The long fired kraft paper is great for adding strength. Any good paper, especially high cotton content water colour paper. A thicker paper can hide lumps and bumps, especially if you sand it a bit after it dries.
@@DASBookbinding Great, thank you!
Another great video Darryn. I was wondering if there are hard-and-fast rules about how to put down the pastedown i.e. when to do it 'book closed' vs. when to do it 'book open'? Does that make sense?
There is a “rule” often quoted but a bit hard to understand (and I don’t remember the wording right now). I think this is the same but easier to understand. Cased books the paste down is put down closed and board attached bindings (covered after boards are attached) are put down open. I think it makes sense. It would be hard to put the pastedown down open for cased binding and in the boards attached you need to work the pastedown into the inner joint which needs to be done open. Hope it makes sense. Darryn
Hi Mr Bookman!,
I hust finished sewing my first text blokc and well... You said be careful of the tension so I was but now its a little floppy. Is it supposed to a be a little floppy or should I cut it apart and try again?
It is hard to know what a little floppy is, but it should be fine. In later steps you will glue and line the spine and it won't be floppy any more. It is your very first text block, so this is the experience where you learn the limits of what works. Good luck! DAS
What is the name of the double wooden press that you use when gluing the spine? Where can it be purchased?
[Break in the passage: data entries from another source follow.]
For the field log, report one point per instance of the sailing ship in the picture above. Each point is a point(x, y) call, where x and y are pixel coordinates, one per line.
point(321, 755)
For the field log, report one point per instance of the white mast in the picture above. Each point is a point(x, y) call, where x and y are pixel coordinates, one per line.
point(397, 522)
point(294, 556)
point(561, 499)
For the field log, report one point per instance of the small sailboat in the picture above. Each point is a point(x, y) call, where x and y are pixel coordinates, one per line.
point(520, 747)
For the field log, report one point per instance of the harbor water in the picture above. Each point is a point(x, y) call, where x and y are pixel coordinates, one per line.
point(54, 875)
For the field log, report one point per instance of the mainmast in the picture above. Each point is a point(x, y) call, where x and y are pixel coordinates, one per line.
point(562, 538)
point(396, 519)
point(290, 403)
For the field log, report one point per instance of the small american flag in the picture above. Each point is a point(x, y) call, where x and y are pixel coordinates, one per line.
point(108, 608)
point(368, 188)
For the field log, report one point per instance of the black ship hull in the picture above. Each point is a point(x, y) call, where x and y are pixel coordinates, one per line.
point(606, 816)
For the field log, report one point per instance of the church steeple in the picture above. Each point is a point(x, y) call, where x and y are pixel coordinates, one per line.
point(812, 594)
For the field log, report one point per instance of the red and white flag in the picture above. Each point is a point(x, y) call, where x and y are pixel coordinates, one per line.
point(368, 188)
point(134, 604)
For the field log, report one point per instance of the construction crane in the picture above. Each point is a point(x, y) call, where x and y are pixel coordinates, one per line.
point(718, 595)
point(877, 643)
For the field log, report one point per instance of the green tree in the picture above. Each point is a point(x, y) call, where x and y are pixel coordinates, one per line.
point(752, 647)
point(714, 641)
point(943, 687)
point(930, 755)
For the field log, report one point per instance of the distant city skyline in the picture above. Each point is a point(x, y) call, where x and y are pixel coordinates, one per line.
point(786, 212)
The finishing press I use in the video. It's the 350mm between screws version. I think general purpose press would be a better description than edge gilding press.
www.schmedt.com/tools-devices/wooden-tools/edge-gilding-presses/
Is the purpose of backing just for "support"? Is it necessary for first timers? This intimidates me and I don't have access to any of the presses.
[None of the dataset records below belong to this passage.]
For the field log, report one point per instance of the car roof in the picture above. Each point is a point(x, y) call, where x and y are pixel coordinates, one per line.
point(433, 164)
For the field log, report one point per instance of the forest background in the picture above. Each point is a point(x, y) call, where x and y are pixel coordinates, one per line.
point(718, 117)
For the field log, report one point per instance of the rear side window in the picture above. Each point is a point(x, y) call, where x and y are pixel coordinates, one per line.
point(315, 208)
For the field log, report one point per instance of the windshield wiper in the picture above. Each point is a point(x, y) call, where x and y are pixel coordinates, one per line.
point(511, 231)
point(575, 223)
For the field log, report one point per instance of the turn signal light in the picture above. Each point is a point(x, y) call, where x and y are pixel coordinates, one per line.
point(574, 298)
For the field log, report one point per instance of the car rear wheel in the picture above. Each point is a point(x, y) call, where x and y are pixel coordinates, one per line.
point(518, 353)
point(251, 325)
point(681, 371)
I guess the question is what is the type of book for first timers. I would recommend starting with pamphlets and stiff boards bindings. But if you want something a bit more challenging I'd suggest sewn-board binding. No rounding and backing required.
If you glue on a premade headband, does it provide the same (or comparable) structural support as a sewn headband? Or is it more for the aesthetic?
Purely decorative, but so are most modern sewn end bands. So, I guess that does make them comparable.
@@DASBookbinding Got it, thanks for the answer!
I'm curious. Why is it traditional to trim the ends of the tapes at an angle? Does it confer any specific benefits?
I think it's to help reduce the risk of fraying. I seem to remember reading/seeing that somewhere but can't remember where.
The common answer is that is stops the tapes fraying. But doesn't make sense to me since once laminated between the boards and pastedown they wouldn't fray. If there is a reason I haven't found it yet, and may be lost to time.